Nurse use borrowed nurses from the education discipline and use them to develop theories specific to nursing practice and research.

Example of Borrowed Theory Being Conceptualized in Nursing Research 

A research was done to propose how the theory of planned behavior (TPB), one of the leading theories of health behavior can be extended to explicitly include the parental influence on adolescent behavior.

While TPB is well-known for its use and predictive validity in comprehending numerous health behaviors, the model pertains to the individual level while relegating other factors into the global category of ‘external influences.’

However, when addressing issues such as sexual risk behavior in adolescents, omitting parental influences restricts the use of TPB. Therefore,  in this research, TPB is expanded to include a significant influence from within the adolescent’s most proximal setting: parents.

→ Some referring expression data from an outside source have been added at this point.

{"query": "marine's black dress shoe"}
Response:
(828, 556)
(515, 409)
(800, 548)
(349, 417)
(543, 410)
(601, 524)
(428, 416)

The expanded model is supported by significant evidence. The expanded TPB model provides the conceptual foundation for family-based prevention programs to minimize HIV-associated risk behaviors among adolescents.

The issue of borrowing or sharing theory from other disciplines has been raised in the discussion of nursing theory since the 1970’s.

The discourse over borrowed theory has been centered on the perceived need of having unique nursing theories to guide practices and research. The primary argument is that only theories unique to nursing to guide the actions of the discipline. 

Opponents of using borrowed theory in nursing argue that nursing knowledge should not be tainted by adopting theories from education, sociology, psychology, and physiology.

Others believe that since they are ‘borrowed’ the theories ought to be returned to the respective disciplines and in essence, they are not nursing theories. 

Proponents of borrowed nursing theories believe that knowledge belongs to the scientific community and the society at large, and it is not the property of disciplines and individuals.

Since knowledge is neither private property nor confined to an individual discipline, it can be shared or borrowed by other disciplines. Furthermore, borrowed theories do not diminish nursing scholarship but rather improve it.

Advocates of borrowed nursing theories also note that borrowing theories is not isolated to nursing since other applied sciences also adopt theories from other disciplines.

For instance, the general systems theory is used in engineering, sociology, biology, and nursing. Besides, different theories of stress and adaptation are valuable to physicians, psychologists, and nurses. 

Ideally, all nursing theories adopt theories and concepts shared with other disciplines to guide practice, research, and development. However, the adoption of these theories and concepts from other discipline does not convert them into nursing theories or concepts.

Therefore, it is important for practitioners, researchers, and theorists to use the borrowed theories appropriately. Much emphasis should be place on synthesizing and redefining the theories and concepts according to a nursing perspective.